Uke can do it

Front from left, Jamie, Jackson, Flynn, Taylan, Zach, Noah, Hayley, Taesha. Behind from left, Lilli, Hilary, Teacher Dan MacEoin, Aiden, Jude. 193260_03

Websters dictionary defines a ukulele as a small guitar of Portuguese origin popularised in Hawaii in the 1880s and strung typically with four strings

Now that you have a bit of background knowledge on it, we think it’s the ideal time to familiarise your ears with the magical sounds these devices can produce.

What better way to do that than by attending this year’s Hills Ukulele festival which run from 18-19 May.

The Hills Ukulele Festival is back on at Emerald Primary School promoting all things ukulele.

Festival Director, Dan MacEoin said the festival line-up features a diverse range of world-class ukulele performers, ukulele groups and workshops.

“This year, the Hills Ukulele Festival has 10 workshops, 8 Featured Artists, 18 community groups, 3 stages, 6 primary schools, 2 secondary schools, group strum-alongs, open mics and a raffle,” Mr MacEoin said.

“We have more and more bands and three stages running this year on the Sunday, but also free workshops for school teachers and students.

“One aspect of the festival that sets it apart from other music events is that all Saturday workshop participants are welcomed to the main stage during the Gala Concert to play their workshop song with the featured artists … how many music festivals have that level of inclusivity?”

Mr MacEoin, who is also the music teacher at Emerald Primary School, is a strong advocate for the ukulele as a tool for teaching music theory.

He said the ukulele was a great instrument for people to play and was becoming increasingly popular among people of all ages.

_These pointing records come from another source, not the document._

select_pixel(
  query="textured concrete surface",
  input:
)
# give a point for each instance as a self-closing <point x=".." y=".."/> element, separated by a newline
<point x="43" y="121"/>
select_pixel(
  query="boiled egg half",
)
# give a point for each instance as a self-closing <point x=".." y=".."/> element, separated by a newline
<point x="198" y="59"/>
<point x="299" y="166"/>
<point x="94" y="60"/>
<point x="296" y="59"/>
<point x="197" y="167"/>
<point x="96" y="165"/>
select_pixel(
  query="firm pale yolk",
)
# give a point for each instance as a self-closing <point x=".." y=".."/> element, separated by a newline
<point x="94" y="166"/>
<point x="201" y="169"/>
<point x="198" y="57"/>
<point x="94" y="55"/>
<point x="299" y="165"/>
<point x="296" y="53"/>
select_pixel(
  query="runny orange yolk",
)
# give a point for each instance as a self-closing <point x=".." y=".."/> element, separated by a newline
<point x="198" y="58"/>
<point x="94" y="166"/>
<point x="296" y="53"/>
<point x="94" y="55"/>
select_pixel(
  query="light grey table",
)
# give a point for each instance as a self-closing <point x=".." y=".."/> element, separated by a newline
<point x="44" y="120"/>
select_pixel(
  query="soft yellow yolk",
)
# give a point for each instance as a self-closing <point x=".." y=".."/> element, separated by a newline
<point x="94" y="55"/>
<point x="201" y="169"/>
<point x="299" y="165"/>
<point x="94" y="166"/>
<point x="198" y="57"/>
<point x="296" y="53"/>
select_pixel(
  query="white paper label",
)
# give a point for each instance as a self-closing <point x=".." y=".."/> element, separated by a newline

“The ukulele has a lot of instant success moments and as a school teacher you can use it to teach theory and have fun with it … that’s appealing on a lot of levels.”

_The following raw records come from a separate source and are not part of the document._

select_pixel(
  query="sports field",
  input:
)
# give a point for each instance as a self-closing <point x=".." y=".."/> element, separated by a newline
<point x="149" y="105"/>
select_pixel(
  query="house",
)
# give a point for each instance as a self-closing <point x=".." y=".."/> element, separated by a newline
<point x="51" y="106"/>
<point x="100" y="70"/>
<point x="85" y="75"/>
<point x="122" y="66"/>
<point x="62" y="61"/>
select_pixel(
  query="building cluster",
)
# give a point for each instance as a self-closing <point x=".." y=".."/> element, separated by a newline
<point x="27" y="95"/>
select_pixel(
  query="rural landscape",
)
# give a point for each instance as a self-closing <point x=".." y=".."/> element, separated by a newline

“It’s accessible, cheap and you can build skills very quickly.”

For the price of a Saturday ticket, participants get the opportunity to take part in nine different workshops with a range of experience levels, and then perform on stage.

Then on Sunday 19 May there will be a variety of community group performances, open mic opportunities and group strummalongs, across 3 different stages.

Additional information (ticketing, workshops and performers) can be found on their website as well as their Facebook page Hills Ukulele Festival (HUF).

“If you ever want to feel welcomed, show up to a ukulele event, you won’t find a nicer bunch of people,” Mr McEoin said.